Fonctionnement du RAG

Le RAG repose sur un processus en trois étapes, résumé par l'acronyme R.A.G. D'abord, la Récupération : lorsque vous posez une question à une IA, le système ne la transmet pas directement au modèle. Il cherche d'abord dans une base de documents (moteur de recherche web, fichiers internes, PDF, etc.) les passages les plus pertinents par rapport à votre requête. Ensuite, lors de l'Augmentation, ces passages sont injectés dans le prompt (l'instruction donnée au modèle) comme contexte, juste avant de soumettre la question. Enfin, la Génération : le modèle rédige sa réponse en s'appuyant sur ces documents fournis, plutôt que sur sa mémoire interne. Cette approche permet d'éviter les réponses basées sur des connaissances obsolètes ou inexistantes dans le modèle.

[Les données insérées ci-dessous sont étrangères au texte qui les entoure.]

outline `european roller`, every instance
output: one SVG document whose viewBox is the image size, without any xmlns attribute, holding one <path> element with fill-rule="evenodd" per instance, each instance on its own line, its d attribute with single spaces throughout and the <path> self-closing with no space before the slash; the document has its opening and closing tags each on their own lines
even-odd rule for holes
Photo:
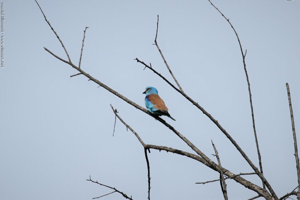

Limites des LLM classiques

Les modèles de langage classiques (LLM, pour Large Language Model) répondent uniquement avec les connaissances figées au moment de leur entraînement. Cela pose deux problèmes majeurs. D'une part, ils ignorent tout des événements postérieurs à leur date de coupure, comme les actualités récentes ou les découvertes scientifiques ultérieures. D'autre part, ils n'ont aucune connaissance de vos documents privés, de la base de données de votre entreprise ou des informations spécifiques à votre contexte. Par exemple, un LLM entraîné avant 2023 ne pourra pas répondre à une question sur un événement survenu en 2024 sans une source externe. Cette limitation a rendu les LLM peu fiables pour des usages nécessitant des informations en temps réel ou personnalisées.

Adoption par l'industrie

Le RAG est resté une technique de recherche pendant deux ans avant de devenir accessible au grand public. Sa démocratisation a commencé fin 2022 avec le lancement de Perplexity AI, un moteur de recherche qui utilise cette mécanique pour fournir des réponses accompagnées de sources cliquables. En février 2023, Microsoft a généralisé l'approche à grande échelle avec Bing Chat (devenu Copilot), qui combine GPT-4 avec une recherche web en temps réel. Depuis, le RAG est devenu un standard pour les acteurs du secteur, car il permet de réduire les risques d'hallucinations (réponses inventées ou fausses) des modèles. Cependant, il n'est pas une solution parfaite et peut échouer si la recherche initiale de documents pertinents est défaillante.

Risques et échecs silencieux

Bien que le RAG limite les risques de réponses erronées, il n'est pas infaillible. Le modèle peut mal interpréter un document, en déformer le sens ou mélanger plusieurs sources, ce qui conduit à des réponses inexactes. Un autre risque majeur est l'échec silencieux (silent failure), un phénomène où la recherche des passages pertinents échoue sans que le système ne le signale. Dans ce cas, le modèle répond honnêtement en se basant sur les informations incorrectes ou incomplètes fournies, donnant l'illusion d'une réponse fiable. Les chercheurs ont documenté ce problème dans une étude publiée en 2025, soulignant que cette défaillance reste difficile à détecter automatiquement.

Ce que ça pourrait changer

Aujourd'hui, le RAG est omniprésent, mais il n'est plus la seule solution pour élargir le contexte d'un modèle de langage. Les *fenêtres de contexte* (la quantité de texte qu'un modèle peut traiter en une seule fois) ont considérablement augmenté : certains modèles peuvent désormais ingérer plusieurs centaines de milliers de mots d'un coup. Malgré cela, le RAG conserve des avantages, notamment pour les données massives ou les informations en temps réel, comme l'actualité ou les recherches web. Aucune fenêtre de contexte, aussi grande soit-elle, ne peut contenir une information qui n'existe pas encore au moment de la réponse. Le RAG reste donc indispensable pour les usages nécessitant des données dynamiques ou externes.